Rather than working with an outside clinic, Denham said the health department would prefer to let DC-CAP, which is still a new program, try to add dental care to their services. He said he is willing for the health department to participate in discussions and plans with the community. “If it’s an identified public health need not otherwise being met, we have a responsibility to work with other groups to try to meet (it),” he said. “If this is something public health can help with, we’d be glad to.” He said the health department has so many other issues on its plate, though, that it wouldn’t be able to take the lead in a concerted effort to establish a clinic.

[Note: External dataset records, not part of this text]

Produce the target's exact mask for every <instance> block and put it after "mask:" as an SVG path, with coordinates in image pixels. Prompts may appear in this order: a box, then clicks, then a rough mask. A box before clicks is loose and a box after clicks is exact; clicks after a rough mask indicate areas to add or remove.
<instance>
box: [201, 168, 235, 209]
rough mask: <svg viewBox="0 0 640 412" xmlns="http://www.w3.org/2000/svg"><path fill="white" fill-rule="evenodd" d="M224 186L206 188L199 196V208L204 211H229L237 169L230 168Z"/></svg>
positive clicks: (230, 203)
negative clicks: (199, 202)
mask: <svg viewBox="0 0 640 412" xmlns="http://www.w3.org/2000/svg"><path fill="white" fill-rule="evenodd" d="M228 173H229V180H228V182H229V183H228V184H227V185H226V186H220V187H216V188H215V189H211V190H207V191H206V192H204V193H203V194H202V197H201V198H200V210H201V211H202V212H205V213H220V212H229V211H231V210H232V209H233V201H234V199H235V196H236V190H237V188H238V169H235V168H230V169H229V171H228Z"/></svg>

Other options for dental care include trying to attract new graduates from the dental schools at the University of Kentucky and the University of Louisville (Kentucky is one of the few states with two dental schools). Dr. Raynor Mullins, the head of public health at UK’s college of dentistry, said officials are working on a concept called a regional dental center that would insert dental clinics into existing medical centers across the state. The program would serve as a combined research and service opportunity and part of the mission, he said, would be to reach disadvantaged people. UK officials are currently developing a prototype in Hazard. “It’s pretty clear we have oral health access problems across Kentucky,” Mullins said. We are always willing to sit down and talk with folks who want to partner in the community to improve the health of citizens.”
Mullins and Murphy also suggested mobile dental clinics that could visit schools and provide screenings and cleanings through the Medicaid program.
Whatever the final solution turns out to be, advocates are clear about one thing: there must be a solution. Too many children are hurting.